Le cloud, l’archivage numérique, LinkedIn, les NFOT et l’IA ne sont pas de simples outils : ce sont des actants de la vie organisationnelle, porteurs de logiques que la double grille réception/sémiotique permet de lire et d’interpréter.
La question est de comprendre comment les organisations construisent du sens à travers ces dispositifs, et à quel prix cette transformation peut devenir levier de cohésion plutôt que vecteur de fragmentation.
Bibliographie
- A systematic review of digital internal communication (Public Relations Review, 2024) — synthèse de 77 études sur la communication interne digitalisée.
- Lahiala, M. A. et al. (2024). Digitalisation as a fundamental transformation of internal organizational communication.
- Begemann, C. et al. (2024). Informal communication and remote work: organizational implications.
- Pamula, A. & Zalewska-Turzyńska, M. (2023). Communication satisfaction and organizational culture in remote work environments.
- Kilson, D. & Tavares, R. (2024). Internal communication quality in hybrid work settings.

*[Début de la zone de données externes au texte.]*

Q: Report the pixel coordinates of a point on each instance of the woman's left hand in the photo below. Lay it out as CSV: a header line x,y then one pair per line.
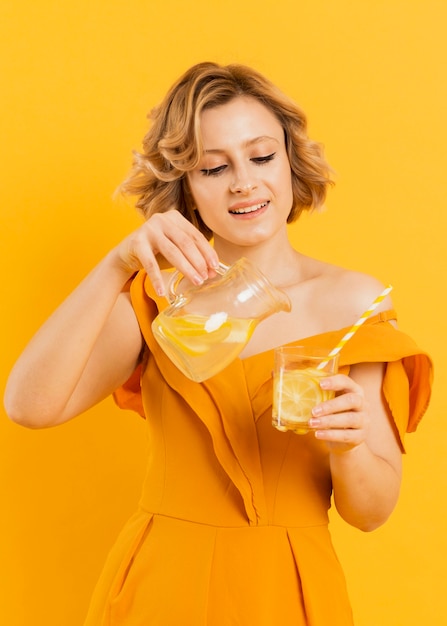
x,y
343,422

- Whelan, E. et al. (2020). Navigating digital information flows in organizations. Journal of Information Technology.
- Eppler, M. & Mengis, J. (2004). The concept of information overload: a review. The Information Society.
- Van Laar, E. et al. (2017). The 21st-century digital skills framework for the creative industries. Computers in Human Behavior.
- Neufeind, M., O’Reilly, J. & Ranft, F. (Eds.) (2018). Work in the Digital Age: Challenges of the Fourth Industrial Revolution. Rowman & Littlefield / Policy Network.
- Les Échos (2023). Carrefour accélère sa transformation digitale avec Microsoft 365.
- Le Monde Informatique (2023). Dématérialisation et cloud : les chantiers RH de la grande distribution.